04 octobre 2012 Par Fini de rire

Quelques milliers de Rroms roumains ou bulgares, citoyens européens privés en France du droit de travailler, persistent à penser qu'ils finiront par enraciner leur vie ici, où déjà ils envoient leurs enfants à l'école. A Lyon, à Marseille et ailleurs, repoussés de bâtiments abandonnés en terrains vagues puis en trottoirs, ils nomadisent sur les moraines de notre beau pays



En écho au vibrant appel à ne pas laisser se développer des politiques dont nous aurions tous à souffrir avec, après ou sans les Roms et au désolant constat des tensions à Marseille associées à la nomadisation forcée de Rroms, voici le récit d'une évacuation, une de plus, à Lyon.

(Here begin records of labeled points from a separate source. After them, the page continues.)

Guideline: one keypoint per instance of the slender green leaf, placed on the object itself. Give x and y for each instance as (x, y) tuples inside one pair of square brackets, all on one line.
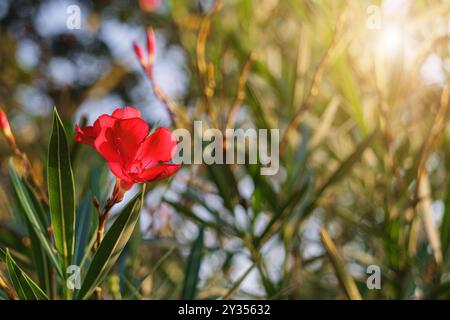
[(61, 191), (226, 184), (191, 274), (32, 216), (346, 281), (111, 246), (41, 261), (25, 287), (82, 228)]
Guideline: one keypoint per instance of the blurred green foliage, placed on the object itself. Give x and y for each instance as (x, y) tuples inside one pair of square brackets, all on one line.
[(363, 116)]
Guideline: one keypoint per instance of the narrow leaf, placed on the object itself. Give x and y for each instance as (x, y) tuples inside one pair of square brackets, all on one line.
[(111, 246), (347, 282), (25, 287), (191, 275), (61, 191), (32, 216)]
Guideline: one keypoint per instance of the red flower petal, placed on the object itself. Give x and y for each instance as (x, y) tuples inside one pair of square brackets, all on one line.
[(160, 146), (117, 169), (159, 172)]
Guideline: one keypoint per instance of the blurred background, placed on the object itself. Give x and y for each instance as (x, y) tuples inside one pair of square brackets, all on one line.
[(358, 89)]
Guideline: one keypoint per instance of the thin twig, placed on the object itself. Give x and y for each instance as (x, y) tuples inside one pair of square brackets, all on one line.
[(314, 89), (240, 93), (205, 69), (8, 290)]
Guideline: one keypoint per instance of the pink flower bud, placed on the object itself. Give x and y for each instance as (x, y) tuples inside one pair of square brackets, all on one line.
[(6, 129), (140, 54), (151, 47)]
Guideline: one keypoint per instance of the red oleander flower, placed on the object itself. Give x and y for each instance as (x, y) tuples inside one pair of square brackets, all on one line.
[(149, 5), (6, 129), (147, 62), (133, 155)]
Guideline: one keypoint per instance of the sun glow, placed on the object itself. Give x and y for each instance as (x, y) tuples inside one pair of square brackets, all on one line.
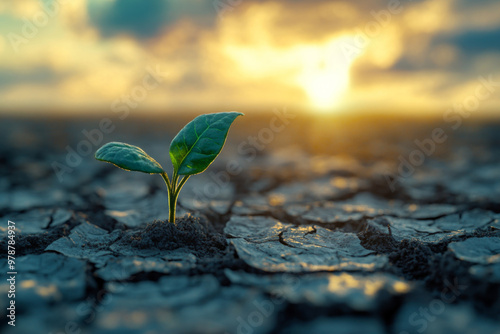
[(325, 74)]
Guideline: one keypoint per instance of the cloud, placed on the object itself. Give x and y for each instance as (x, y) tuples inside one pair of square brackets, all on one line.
[(138, 18), (38, 75)]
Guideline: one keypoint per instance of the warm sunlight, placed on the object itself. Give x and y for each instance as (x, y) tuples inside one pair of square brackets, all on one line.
[(325, 73)]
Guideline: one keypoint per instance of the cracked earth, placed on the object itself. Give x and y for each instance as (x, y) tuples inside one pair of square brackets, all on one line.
[(309, 236)]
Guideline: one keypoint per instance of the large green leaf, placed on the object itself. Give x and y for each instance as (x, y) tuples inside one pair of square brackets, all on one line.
[(128, 157), (198, 144)]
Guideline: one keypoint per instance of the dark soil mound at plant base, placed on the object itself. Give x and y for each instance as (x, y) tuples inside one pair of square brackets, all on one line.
[(194, 233)]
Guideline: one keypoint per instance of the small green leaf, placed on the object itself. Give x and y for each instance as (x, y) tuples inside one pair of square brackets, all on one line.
[(128, 157), (198, 144)]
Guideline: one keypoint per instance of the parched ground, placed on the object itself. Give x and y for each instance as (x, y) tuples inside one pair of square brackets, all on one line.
[(302, 225)]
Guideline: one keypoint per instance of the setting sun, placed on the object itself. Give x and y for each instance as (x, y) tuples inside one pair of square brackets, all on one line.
[(325, 73)]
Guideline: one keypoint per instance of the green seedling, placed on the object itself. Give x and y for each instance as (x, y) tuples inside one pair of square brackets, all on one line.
[(193, 149)]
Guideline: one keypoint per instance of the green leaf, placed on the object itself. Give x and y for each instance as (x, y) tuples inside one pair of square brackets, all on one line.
[(198, 144), (128, 157)]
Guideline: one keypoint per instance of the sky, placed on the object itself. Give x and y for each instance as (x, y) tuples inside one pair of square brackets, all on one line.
[(322, 56)]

"Ce vendredi 28 septembre 2012

Arrivée vers 6 heures du matin rue St Simon dans le 9ème arrondissement de Lyon, la police arrivait également et s'installait. J'allais devant l'immeuble et je voyais les jeunes français à la fenêtre me faire signe. Ces 4-5 jeunes français squattaient cet immeuble depuis 2010. Ils avaient accueilli des familles rroms expulsées du terrain St Gobain à St Fons en septembre 2010 et rencontrées errant dans la rue.

Depuis cette date, quatre étages étaient occupés par des familles rroms qui constituaient un groupe "homogène" de la même région, souvent de la même famille et qui vivaient près de ces jeunes qui gardaient néanmoins une vie indépendante. Mais leur présence était importante car les familles, surtout les plus jeunes n'hésitaient pas à leur demander des services de voisinage (comme nous le faisons avec nos voisins de palier).

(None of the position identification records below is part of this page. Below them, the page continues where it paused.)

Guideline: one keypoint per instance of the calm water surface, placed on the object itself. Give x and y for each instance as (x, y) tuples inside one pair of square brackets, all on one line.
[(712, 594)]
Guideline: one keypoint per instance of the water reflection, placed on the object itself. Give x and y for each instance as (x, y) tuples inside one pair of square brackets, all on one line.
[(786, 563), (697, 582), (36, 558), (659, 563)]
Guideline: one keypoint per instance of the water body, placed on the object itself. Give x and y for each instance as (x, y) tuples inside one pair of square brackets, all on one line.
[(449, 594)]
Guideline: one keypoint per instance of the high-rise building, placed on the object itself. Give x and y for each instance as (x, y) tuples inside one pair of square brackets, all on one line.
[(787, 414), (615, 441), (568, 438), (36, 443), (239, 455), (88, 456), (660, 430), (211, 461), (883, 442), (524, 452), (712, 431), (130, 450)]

Donc ce matin du 28 septembre, la police arrivait des deux côtés de la rue, aussi bien du côté de la rue de Bourgogne que de la rue Laure Diebold qu'ils fermaient à la population voitures et piétons (sauf moi qui étais à l'intérieur). Une quinzaine de camionnettes de police, beaucoup de voitures individuelles banalisées formaient des barrières.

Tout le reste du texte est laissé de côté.